Off The Clock

Beltway-area band Workers Comp returns to Richmond with a new LP.

Too rough for country and too country for punk. Stylistically that’s not a first, even discounting cowpunk and adjacent cosplay. Country Teasers, Gibson Bros. and Jon Wayne dipped their beaks in similar waters, but their drink was something different – more kitsch at times and transgressive at others.

Workers Comp make songs, not a charade. You won’t necessarily find members donning a Stetson or Nudie wear, but of course, it’s a free country.

I’ve been enamored with the band since streaming its first cassette release, “One Horse Pony,” from 2022. For comparison’s sake, Oliver Anthony’s “Rich Men North of Richmond” would channel the ire of class struggle the following year with hamfisted remove, and continues to stir a large audience. But that song doesn’t hold a flick of the Bic to the workaday lament and humane power of Workers Comp’s “When I’m Here” or “High on the Job,” which bookend their debut.

Written by primary songwriter and current Baltimorean Joshua Gillis (a former Tennessean and original Detroiter) while he was employed as a janitor, the songs are graced with some of the best bumper sticker quips since Virginia’s greatest gift to verse (and choruses and bridges, too) David Berman, complete with a nod to his band Silver Jews on “When I’m Here”:

It feels like Music O’Clock

Whenever I pilot my mop

down a hallway at the bottom of the sky

and won’t nobody slip

when the jingle on my hip

rains a blue arrangement on the pain of passersby

“I would just have to sweep a lot, and mop a lot,” Gillis recalls on a conference call with Style Weekly and the rest of the band. “It was so boring that I remember constantly working on the songs by singing them in my head. Gradually trying to ad-lib.”

 

This penchant for nurturing a creative impulse on the clock has always been something he’s done. “Growing up I worked at a pizzeria and if the boss saw a drawing at work, he would view it as proof of stolen time. He was very hostile towards art,” Gillis says. “I interpreted that as a challenge to try and find a way to make art when I was at work.”
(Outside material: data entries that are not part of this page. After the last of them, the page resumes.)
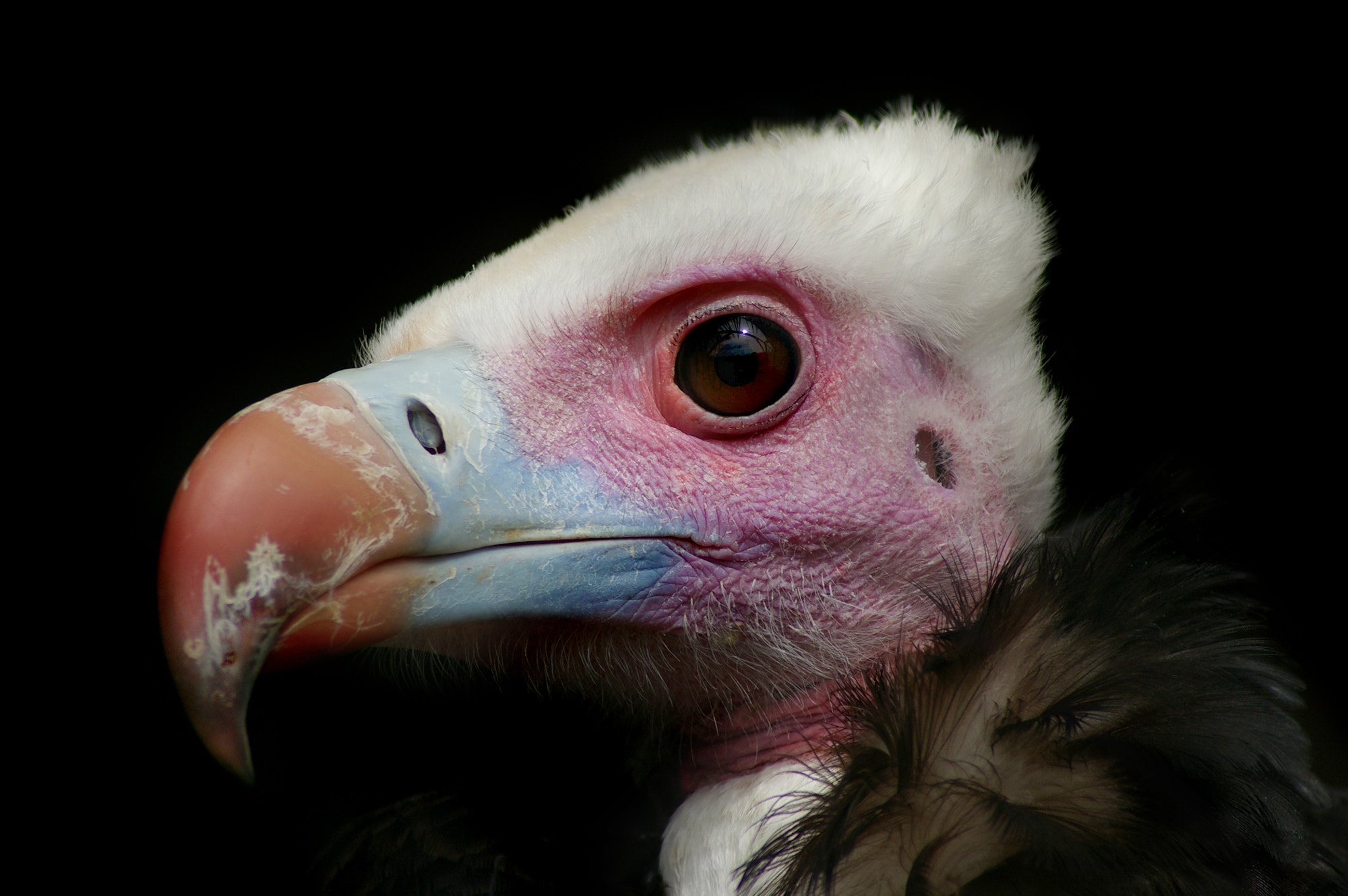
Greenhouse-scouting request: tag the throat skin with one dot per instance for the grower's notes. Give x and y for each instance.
(749, 740)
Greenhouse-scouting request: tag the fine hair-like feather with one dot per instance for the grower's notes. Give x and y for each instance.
(1106, 720)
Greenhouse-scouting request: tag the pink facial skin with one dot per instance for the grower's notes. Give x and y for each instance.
(815, 515)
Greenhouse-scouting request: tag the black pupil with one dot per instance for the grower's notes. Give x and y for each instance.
(737, 364)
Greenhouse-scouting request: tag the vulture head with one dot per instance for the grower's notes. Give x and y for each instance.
(707, 448)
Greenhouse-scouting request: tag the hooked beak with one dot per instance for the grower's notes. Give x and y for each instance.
(381, 501)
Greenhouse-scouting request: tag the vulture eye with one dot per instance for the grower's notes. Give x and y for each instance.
(737, 364)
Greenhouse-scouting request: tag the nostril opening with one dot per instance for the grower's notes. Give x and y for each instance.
(933, 456)
(425, 428)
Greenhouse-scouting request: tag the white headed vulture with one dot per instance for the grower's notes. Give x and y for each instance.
(758, 445)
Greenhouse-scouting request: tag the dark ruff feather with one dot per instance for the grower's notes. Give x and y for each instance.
(1106, 720)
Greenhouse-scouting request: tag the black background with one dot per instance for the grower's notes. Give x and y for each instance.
(237, 227)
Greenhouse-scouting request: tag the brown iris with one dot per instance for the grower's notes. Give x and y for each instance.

Workers Comp is a labor of love, as is the case with many musicians and artisans of every feather. Gillis hoped the band would be productive enough from its first practice to warrant bassist, Luke Reddick, and drummer, Ryan McKeever’s hour-plus commute from their respective Washington, D.C homebases. “I felt like I would be wasting their time if there wasn’t something to show for them coming out here,” Gillis says.
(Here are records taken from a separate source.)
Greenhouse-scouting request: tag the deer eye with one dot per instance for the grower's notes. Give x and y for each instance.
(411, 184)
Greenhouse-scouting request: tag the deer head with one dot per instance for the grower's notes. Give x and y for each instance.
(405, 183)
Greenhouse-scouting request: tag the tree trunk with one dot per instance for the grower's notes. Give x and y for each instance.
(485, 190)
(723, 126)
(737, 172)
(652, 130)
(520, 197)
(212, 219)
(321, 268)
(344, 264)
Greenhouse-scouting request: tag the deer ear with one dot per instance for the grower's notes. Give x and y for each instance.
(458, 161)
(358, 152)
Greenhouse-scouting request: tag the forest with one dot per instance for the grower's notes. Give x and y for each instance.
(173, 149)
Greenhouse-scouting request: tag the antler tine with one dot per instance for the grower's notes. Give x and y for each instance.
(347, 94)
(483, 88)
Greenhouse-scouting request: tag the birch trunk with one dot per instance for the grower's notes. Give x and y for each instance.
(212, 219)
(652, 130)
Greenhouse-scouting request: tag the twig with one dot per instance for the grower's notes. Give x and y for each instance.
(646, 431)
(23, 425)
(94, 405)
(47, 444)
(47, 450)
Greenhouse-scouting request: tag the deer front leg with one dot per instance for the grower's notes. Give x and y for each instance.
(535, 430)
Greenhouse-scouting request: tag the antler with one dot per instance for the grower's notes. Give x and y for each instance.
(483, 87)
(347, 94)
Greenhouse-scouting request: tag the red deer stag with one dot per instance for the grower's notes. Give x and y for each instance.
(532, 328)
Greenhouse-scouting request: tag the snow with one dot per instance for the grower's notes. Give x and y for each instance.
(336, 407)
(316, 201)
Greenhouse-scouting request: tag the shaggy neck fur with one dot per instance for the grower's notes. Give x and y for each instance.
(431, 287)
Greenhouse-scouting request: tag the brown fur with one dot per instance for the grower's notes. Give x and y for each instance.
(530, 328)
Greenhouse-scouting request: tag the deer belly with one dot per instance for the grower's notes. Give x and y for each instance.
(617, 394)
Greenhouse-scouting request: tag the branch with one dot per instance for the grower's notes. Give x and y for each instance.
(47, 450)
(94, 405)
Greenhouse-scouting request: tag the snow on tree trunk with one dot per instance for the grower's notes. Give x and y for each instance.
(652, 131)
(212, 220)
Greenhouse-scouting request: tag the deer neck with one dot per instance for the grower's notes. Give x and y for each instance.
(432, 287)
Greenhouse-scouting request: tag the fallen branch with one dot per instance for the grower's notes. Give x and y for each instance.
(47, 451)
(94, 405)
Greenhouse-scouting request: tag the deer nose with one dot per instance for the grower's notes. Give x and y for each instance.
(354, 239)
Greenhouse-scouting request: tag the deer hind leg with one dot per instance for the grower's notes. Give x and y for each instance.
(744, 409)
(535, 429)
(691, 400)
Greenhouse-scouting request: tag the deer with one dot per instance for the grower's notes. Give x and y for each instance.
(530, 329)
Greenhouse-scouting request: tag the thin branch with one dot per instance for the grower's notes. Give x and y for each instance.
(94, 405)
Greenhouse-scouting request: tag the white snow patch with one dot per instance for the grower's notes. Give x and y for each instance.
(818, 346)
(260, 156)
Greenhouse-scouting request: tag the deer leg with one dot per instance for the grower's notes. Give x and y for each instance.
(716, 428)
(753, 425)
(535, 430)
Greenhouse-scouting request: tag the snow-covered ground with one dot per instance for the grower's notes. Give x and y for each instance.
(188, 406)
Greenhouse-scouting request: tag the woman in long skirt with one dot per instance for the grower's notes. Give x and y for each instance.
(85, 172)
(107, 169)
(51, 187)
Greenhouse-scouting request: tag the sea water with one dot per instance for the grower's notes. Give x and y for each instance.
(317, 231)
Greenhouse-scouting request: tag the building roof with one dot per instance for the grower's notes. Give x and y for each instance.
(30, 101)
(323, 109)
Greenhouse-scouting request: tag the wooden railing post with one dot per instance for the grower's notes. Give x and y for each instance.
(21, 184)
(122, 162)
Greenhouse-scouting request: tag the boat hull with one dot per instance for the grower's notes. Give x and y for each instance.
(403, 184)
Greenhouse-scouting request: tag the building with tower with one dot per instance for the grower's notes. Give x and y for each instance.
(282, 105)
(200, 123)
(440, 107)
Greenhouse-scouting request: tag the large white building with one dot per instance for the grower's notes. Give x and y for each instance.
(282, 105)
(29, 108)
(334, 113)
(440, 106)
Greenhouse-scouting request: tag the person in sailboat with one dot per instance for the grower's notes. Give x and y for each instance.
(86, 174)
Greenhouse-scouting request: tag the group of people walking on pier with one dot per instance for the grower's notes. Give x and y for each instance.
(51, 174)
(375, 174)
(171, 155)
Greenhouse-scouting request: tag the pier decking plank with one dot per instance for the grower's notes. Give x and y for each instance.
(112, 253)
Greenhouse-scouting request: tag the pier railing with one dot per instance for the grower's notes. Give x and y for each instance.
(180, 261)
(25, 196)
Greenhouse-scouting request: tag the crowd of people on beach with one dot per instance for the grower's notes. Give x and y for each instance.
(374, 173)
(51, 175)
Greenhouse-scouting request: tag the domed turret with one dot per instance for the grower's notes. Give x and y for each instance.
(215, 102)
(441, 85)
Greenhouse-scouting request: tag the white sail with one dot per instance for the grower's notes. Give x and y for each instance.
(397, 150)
As a result, they kept a four-track at the ready. Fortunately, Reddick and McKeever were happy with the results and kept coming back. “We would try to just record one song, and then we would order pizza and drink a bunch of beers,” Reddick reasoned. “I think it was worth the drive, and [Gillis] bought the pizza too, so that was helpful.”
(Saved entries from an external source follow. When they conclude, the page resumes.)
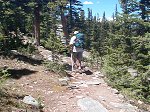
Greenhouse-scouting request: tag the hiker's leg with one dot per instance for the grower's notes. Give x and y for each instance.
(79, 58)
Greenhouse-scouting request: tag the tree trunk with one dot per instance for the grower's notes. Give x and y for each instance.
(64, 24)
(37, 25)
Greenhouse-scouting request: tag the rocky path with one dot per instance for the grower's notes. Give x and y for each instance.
(82, 92)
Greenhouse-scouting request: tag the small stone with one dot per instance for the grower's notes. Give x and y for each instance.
(140, 102)
(30, 100)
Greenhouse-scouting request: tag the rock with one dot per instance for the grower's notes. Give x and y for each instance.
(128, 107)
(73, 87)
(94, 82)
(90, 105)
(30, 100)
(98, 74)
(63, 81)
(115, 91)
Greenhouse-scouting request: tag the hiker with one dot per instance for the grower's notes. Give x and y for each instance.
(77, 48)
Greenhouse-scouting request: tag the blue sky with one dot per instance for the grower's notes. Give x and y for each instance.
(99, 6)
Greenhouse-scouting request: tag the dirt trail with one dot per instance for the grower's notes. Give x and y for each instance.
(34, 80)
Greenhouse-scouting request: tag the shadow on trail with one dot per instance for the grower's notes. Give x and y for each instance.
(9, 100)
(69, 68)
(18, 73)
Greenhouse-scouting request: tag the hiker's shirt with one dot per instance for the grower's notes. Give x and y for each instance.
(75, 49)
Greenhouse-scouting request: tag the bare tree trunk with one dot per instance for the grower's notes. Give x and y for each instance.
(37, 26)
(64, 24)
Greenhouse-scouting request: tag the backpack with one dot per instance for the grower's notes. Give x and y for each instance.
(79, 41)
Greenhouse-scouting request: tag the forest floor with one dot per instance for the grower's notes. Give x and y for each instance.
(81, 92)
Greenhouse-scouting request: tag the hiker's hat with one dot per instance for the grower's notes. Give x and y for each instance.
(76, 32)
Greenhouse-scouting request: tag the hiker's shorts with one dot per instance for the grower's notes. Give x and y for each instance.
(77, 55)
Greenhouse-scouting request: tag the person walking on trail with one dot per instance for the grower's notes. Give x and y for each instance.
(77, 48)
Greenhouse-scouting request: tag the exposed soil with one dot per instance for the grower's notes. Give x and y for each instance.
(33, 79)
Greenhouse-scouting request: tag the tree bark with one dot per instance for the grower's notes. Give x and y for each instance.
(64, 24)
(37, 25)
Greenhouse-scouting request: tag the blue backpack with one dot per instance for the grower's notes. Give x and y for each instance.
(79, 41)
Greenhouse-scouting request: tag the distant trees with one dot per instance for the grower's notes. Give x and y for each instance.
(123, 44)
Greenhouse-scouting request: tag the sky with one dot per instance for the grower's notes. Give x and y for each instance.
(99, 6)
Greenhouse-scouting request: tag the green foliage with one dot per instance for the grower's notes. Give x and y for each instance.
(54, 44)
(28, 49)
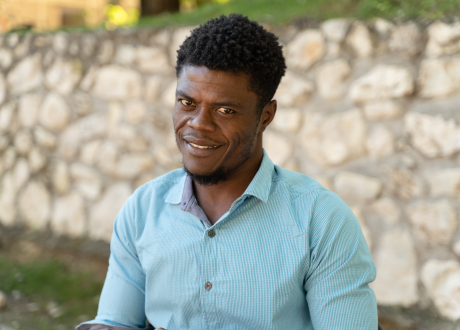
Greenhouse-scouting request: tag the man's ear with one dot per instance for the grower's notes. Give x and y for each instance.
(268, 113)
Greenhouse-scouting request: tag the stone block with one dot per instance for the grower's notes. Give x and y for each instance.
(441, 279)
(278, 148)
(35, 205)
(404, 184)
(115, 82)
(28, 109)
(130, 166)
(445, 182)
(331, 79)
(406, 39)
(23, 142)
(443, 39)
(359, 40)
(8, 200)
(336, 29)
(45, 138)
(307, 48)
(87, 181)
(125, 55)
(382, 110)
(439, 77)
(135, 112)
(383, 82)
(54, 113)
(434, 222)
(60, 177)
(152, 59)
(64, 75)
(357, 186)
(103, 213)
(380, 142)
(287, 120)
(334, 139)
(293, 90)
(433, 136)
(2, 88)
(69, 216)
(396, 261)
(26, 75)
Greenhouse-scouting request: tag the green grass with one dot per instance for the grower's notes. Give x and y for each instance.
(45, 281)
(286, 11)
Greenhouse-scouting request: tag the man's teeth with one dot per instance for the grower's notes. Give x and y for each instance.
(201, 147)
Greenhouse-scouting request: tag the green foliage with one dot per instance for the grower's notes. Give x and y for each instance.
(45, 281)
(285, 11)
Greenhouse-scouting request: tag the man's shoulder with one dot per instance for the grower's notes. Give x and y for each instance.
(297, 183)
(162, 185)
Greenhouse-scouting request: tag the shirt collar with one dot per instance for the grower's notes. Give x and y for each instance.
(259, 186)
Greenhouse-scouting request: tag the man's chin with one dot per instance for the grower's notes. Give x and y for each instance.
(208, 179)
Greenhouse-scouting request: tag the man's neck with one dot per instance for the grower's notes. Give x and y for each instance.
(217, 199)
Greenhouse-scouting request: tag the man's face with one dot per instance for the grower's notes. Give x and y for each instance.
(216, 121)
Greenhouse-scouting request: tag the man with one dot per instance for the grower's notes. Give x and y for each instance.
(232, 241)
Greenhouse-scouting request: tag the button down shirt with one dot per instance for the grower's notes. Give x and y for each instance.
(288, 254)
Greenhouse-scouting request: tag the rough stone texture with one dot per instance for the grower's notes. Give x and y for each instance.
(406, 39)
(443, 39)
(35, 205)
(442, 281)
(60, 177)
(26, 75)
(63, 75)
(434, 222)
(103, 213)
(28, 107)
(8, 200)
(380, 142)
(433, 136)
(334, 139)
(357, 186)
(109, 120)
(117, 83)
(383, 82)
(69, 216)
(439, 77)
(152, 59)
(382, 110)
(287, 120)
(54, 113)
(445, 182)
(387, 210)
(292, 90)
(331, 78)
(278, 147)
(359, 40)
(87, 181)
(396, 261)
(2, 88)
(307, 48)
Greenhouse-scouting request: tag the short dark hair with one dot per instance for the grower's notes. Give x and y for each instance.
(236, 44)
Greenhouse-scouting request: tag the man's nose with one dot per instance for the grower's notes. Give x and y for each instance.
(202, 120)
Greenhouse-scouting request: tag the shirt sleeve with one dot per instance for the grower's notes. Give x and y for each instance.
(122, 301)
(340, 269)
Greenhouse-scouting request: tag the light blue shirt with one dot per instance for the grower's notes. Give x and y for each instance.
(289, 254)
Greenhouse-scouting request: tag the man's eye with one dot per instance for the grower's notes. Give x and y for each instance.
(187, 103)
(225, 110)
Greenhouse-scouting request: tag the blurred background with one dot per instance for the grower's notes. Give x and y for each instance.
(369, 107)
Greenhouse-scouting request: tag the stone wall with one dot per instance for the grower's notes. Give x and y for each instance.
(371, 110)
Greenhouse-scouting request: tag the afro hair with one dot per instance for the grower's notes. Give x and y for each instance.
(236, 44)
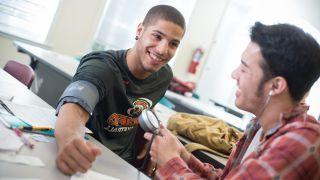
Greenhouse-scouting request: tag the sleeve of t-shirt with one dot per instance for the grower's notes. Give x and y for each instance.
(99, 69)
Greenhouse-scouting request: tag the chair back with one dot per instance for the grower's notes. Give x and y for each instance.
(22, 72)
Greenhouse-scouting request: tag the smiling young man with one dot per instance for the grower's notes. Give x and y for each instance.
(277, 69)
(111, 88)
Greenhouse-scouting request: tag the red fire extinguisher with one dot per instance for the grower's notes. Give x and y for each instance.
(197, 55)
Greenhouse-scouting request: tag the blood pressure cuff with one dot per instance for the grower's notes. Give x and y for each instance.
(80, 92)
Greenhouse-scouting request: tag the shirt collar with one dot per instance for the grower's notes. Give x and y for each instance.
(285, 118)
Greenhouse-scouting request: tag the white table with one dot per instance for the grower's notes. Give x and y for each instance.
(108, 163)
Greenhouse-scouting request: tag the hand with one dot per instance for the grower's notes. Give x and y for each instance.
(164, 147)
(76, 155)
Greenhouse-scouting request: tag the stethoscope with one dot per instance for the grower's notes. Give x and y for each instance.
(149, 122)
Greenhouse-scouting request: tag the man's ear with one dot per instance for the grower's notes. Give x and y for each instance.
(278, 85)
(139, 30)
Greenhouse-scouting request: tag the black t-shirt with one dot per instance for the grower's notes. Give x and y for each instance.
(122, 97)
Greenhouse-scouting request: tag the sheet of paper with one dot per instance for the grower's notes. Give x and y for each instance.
(92, 175)
(35, 115)
(9, 141)
(13, 178)
(21, 159)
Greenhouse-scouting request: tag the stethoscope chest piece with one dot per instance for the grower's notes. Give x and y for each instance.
(148, 121)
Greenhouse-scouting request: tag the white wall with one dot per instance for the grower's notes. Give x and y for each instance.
(201, 30)
(75, 25)
(71, 33)
(233, 35)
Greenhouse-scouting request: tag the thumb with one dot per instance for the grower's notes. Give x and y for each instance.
(143, 151)
(94, 149)
(147, 136)
(164, 131)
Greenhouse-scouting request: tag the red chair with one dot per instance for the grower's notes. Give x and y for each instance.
(22, 72)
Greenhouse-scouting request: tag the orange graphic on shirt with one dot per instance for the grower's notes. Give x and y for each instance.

Three cassette releases later (on Gillis’ Glad Fact imprint) without a single show, I didn’t think I’d ever see Workers Comp in concert until last December and their live debut in Richmond at OSB.

“It was just an accident that the first show happened there, but it was the happiest accident you could ask for,” Reddick says. “Brendan [Reichhardt], who played on a bunch of the songs on the record, and is a good friend of all of ours, lives in Richmond. And, I don’t know, my brother lives in Richmond,” he adds, as if reaching for more rationale. “I’ve always really liked it.” Gillis is more expansive on the matter: “Virginia was my favorite colony, if I’m being candid, growing up. Absolutely. It felt like a noble colony for some reason, it just had this air about it that I liked.”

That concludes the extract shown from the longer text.